Fanitsakitsaham-bady: inona no mety ho antony?

Finding out that a loved one has changed is a painful blow. Why does this crack appear in a relationship? While each couple’s story is always different, coach Arden Mullen reflects on the invisible reasons behind a partner’s infidelity.

Biological predisposition

Does the popular notion that promiscuity in men is genetically based and restrained only by moral norms have any scientific confirmation? Our sex drive is largely dependent on the activity of certain hormones. However, their dominance is not always associated with gender.

For example, the gene responsible for the production of dopamine (“happiness hormone”) plays a role in the promiscuous behavior of both men and women. The more actively he dominates, the more likely that a person has high sexual needs and, perhaps, he will not be limited to one sexual partner. Dopamine is produced due to the physiologically pleasant sensations that, in particular, sex gives.

Studies show that more than fifty percent of men and women with the dominant of this gene are not only prone to risky actions, but also cheat on partners more often than those who have a weakly expressed gene.

The hormone vasopressin, which is responsible for the ability to attach and empathize, is also associated with the regulation of sexual activity. This is the case when gender matters — the severity of these hormones in men explains their greater propensity for fidelity to a partner.

Does this mean that a person with a certain set of genes is more likely to cheat on you? Of course not. This means that he may be more prone to it, however, his behavior is determined not only by genetics. First of all, personal psychological qualities and the depth of your relationship are important.

financial inequality

Research suggests that couples with the same income level are less likely to cheat on each other. Meanwhile, married men who earn significantly more than their wives are more likely to be unfaithful to them. A study by sociologist Christian Munsch (University of Connecticut) shows that housewives find lovers 5% of the time. However, if the decision to run the household and take care of the children is made by a man, the probability of his infidelity is 15%.

Unresolved conflicts with parents

The experiences that haunt us from childhood can contribute to the fact that in a relationship with a partner we repeat a negative scenario. If parents did not know how to resolve family problems and often clashed, then children carry this model of relationships into adulthood. Infidelity to a partner becomes a way to avoid an open and honest conversation.

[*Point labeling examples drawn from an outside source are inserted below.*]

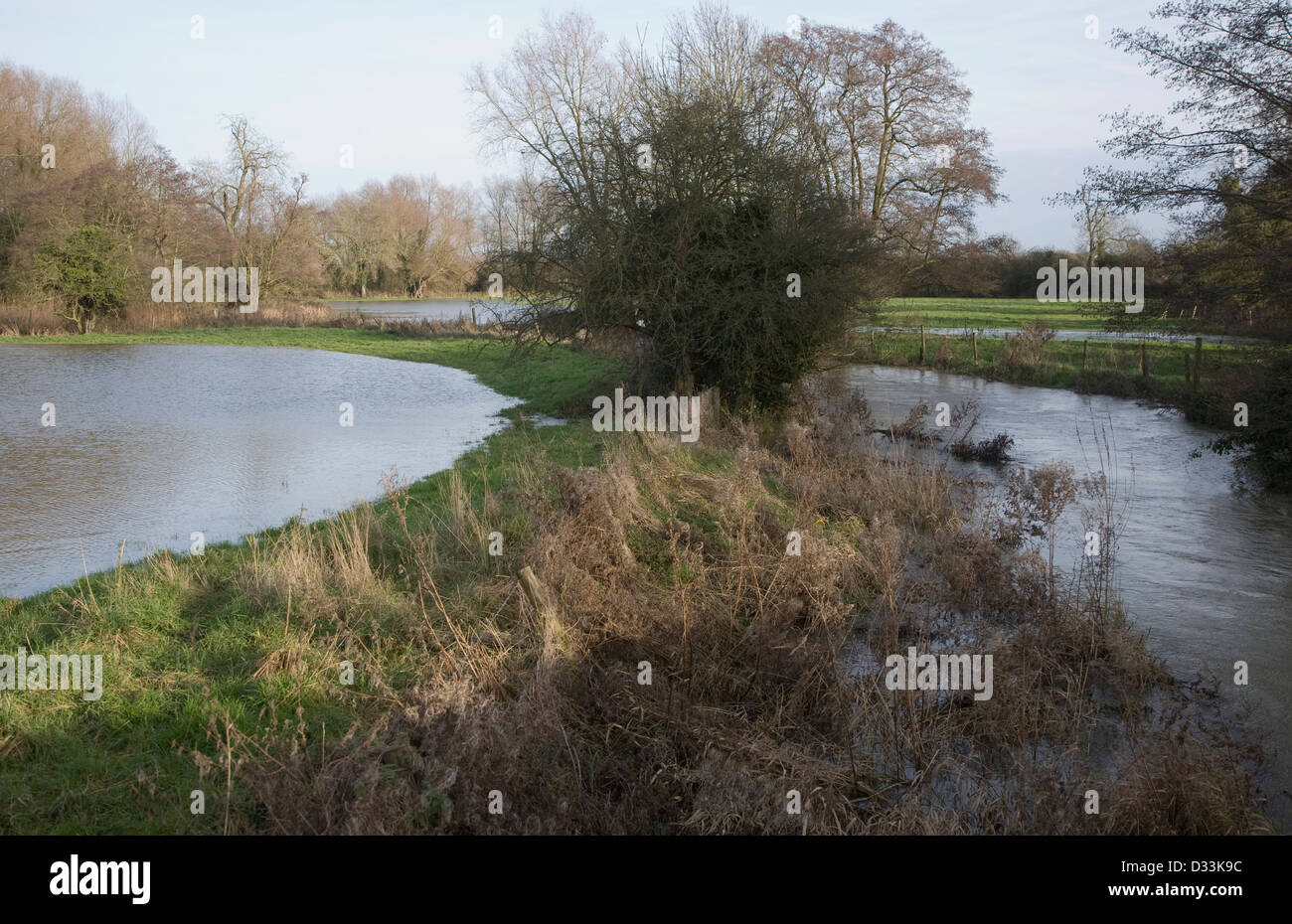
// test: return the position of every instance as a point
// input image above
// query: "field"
(1008, 313)
(472, 679)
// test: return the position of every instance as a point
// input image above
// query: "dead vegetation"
(670, 667)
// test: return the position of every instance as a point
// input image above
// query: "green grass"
(1011, 313)
(181, 644)
(1110, 368)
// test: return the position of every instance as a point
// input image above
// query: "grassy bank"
(1007, 313)
(189, 639)
(1105, 368)
(664, 666)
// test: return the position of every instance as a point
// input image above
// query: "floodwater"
(1205, 566)
(155, 442)
(1124, 336)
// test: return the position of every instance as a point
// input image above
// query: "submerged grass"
(641, 656)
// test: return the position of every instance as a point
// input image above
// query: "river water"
(154, 442)
(1205, 566)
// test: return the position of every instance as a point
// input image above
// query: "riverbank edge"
(99, 600)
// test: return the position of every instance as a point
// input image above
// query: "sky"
(388, 77)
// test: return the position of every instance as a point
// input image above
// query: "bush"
(85, 271)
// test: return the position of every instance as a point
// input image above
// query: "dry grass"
(763, 667)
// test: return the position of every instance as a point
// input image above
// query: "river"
(154, 442)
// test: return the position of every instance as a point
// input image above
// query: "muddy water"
(154, 442)
(1205, 566)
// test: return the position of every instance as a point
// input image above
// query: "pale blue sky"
(388, 77)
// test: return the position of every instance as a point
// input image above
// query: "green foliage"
(86, 273)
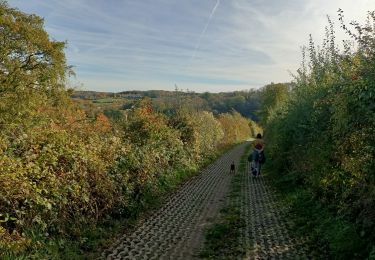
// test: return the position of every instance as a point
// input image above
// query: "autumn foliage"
(62, 171)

Despotic, overly controlling parents are often the reason why we out of protest punish a partner who is associated with mother or father with infidelity. In fact, anger and resentment are directed at the parent, with whom we continue to have an internal dialogue.

Relationship with ex-partner

If the chosen one is still full of hot, even negative feelings for the previous partner, it is likely that one day he will return to the past story. He will need to finally figure it out: complete or continue.

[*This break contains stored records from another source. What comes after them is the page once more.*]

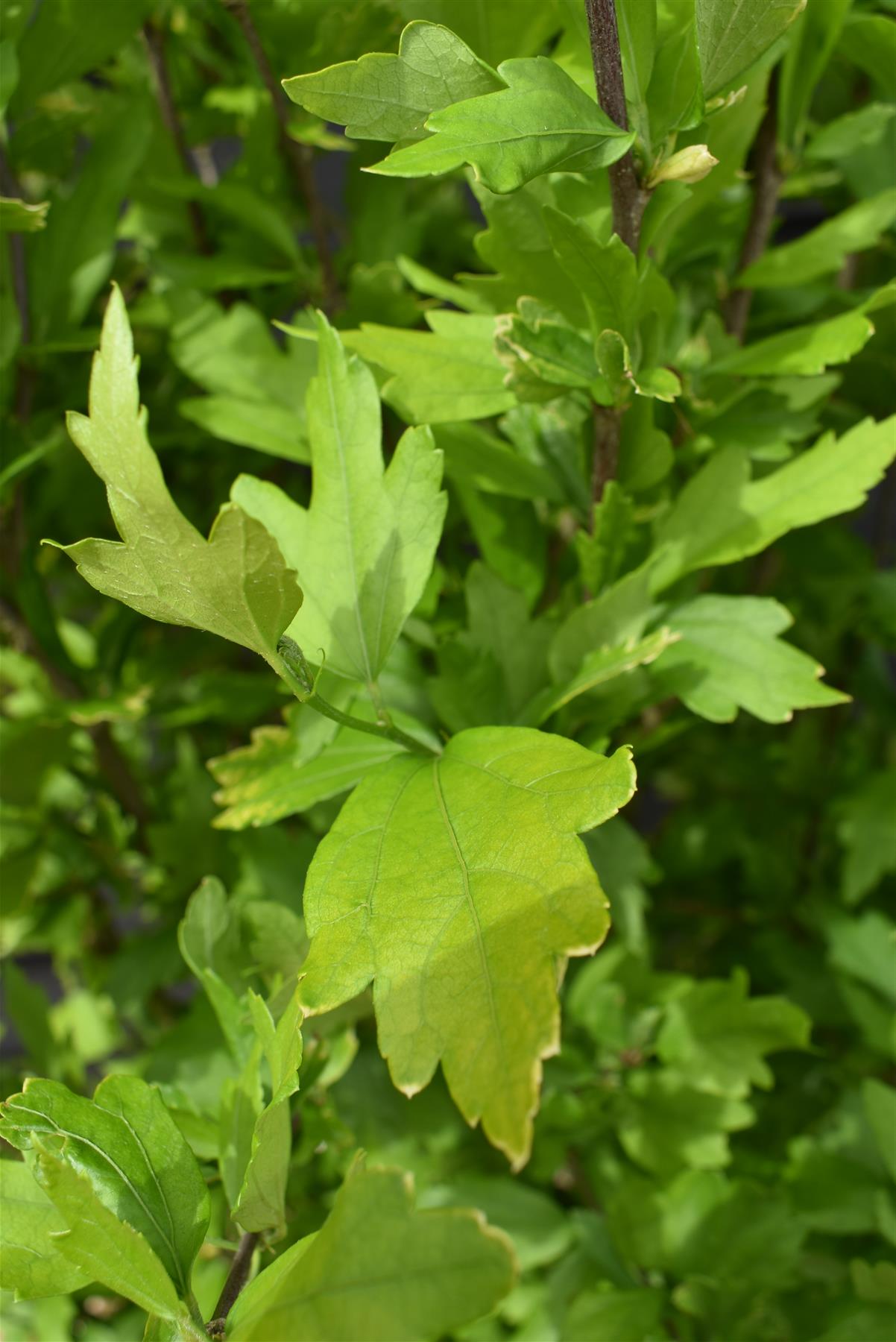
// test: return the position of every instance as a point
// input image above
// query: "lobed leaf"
(454, 885)
(541, 122)
(365, 546)
(235, 584)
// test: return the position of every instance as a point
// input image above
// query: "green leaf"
(602, 550)
(813, 40)
(608, 1315)
(721, 516)
(503, 886)
(377, 1270)
(72, 259)
(733, 34)
(384, 97)
(855, 130)
(31, 1261)
(449, 375)
(880, 1112)
(604, 273)
(867, 832)
(675, 94)
(62, 42)
(864, 949)
(667, 1124)
(482, 461)
(597, 667)
(869, 40)
(488, 672)
(716, 1036)
(365, 546)
(495, 30)
(802, 350)
(825, 248)
(102, 1244)
(637, 26)
(541, 122)
(542, 353)
(271, 778)
(728, 657)
(538, 1228)
(209, 941)
(235, 584)
(18, 216)
(127, 1153)
(617, 617)
(260, 1203)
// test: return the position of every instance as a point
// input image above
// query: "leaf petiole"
(303, 684)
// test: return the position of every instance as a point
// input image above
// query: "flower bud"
(688, 166)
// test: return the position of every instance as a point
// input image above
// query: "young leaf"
(31, 1261)
(270, 778)
(541, 122)
(379, 1270)
(502, 886)
(260, 1201)
(209, 939)
(716, 1035)
(385, 97)
(597, 667)
(728, 657)
(449, 375)
(365, 546)
(125, 1147)
(721, 516)
(733, 34)
(235, 584)
(825, 248)
(491, 670)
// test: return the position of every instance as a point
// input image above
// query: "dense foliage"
(503, 446)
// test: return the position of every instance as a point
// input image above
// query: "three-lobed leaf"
(728, 655)
(389, 97)
(718, 1036)
(455, 885)
(235, 584)
(541, 122)
(129, 1152)
(722, 516)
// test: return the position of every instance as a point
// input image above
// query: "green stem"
(300, 681)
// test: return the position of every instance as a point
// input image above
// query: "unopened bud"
(688, 166)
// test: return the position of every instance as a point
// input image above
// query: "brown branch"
(766, 184)
(112, 763)
(300, 157)
(608, 431)
(236, 1279)
(154, 45)
(627, 195)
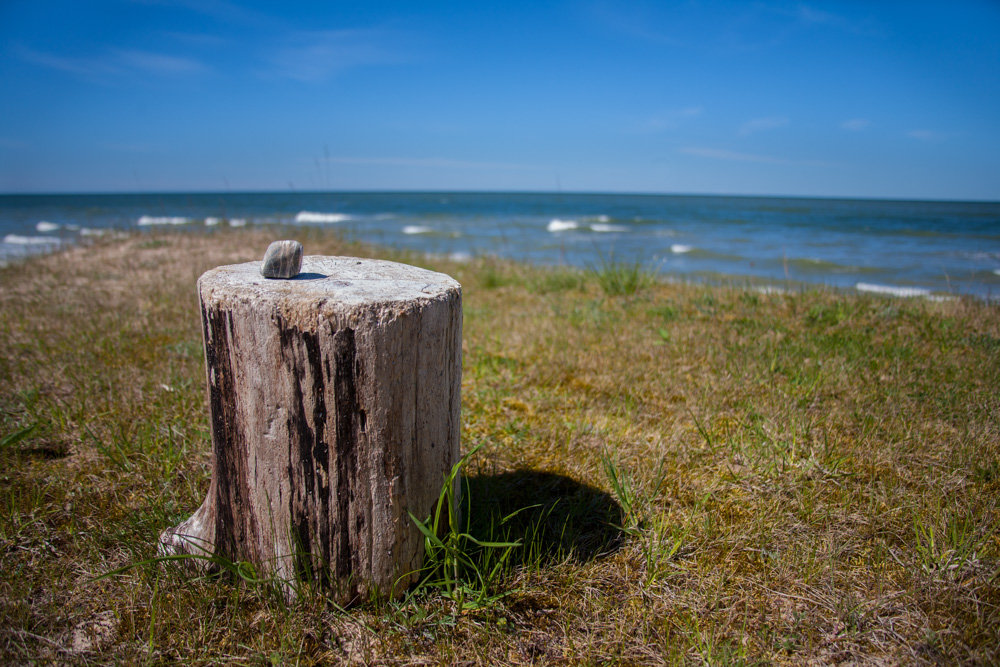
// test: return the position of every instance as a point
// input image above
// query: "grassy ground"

We often misinterpret the expression «I hate my ex». This does not mean that the relationship is over, on the contrary, hatred is a strong emotion that maintains an internal connection with a person. In certain situations, this can lead to a renewed relationship.

There can be many reasons that could potentially push a partner to cheat. However, there is always an internal choice — to go to deceive a loved one or not. And everyone is responsible for this choice.


About the judge: Arden Mullen is a coach, blogger.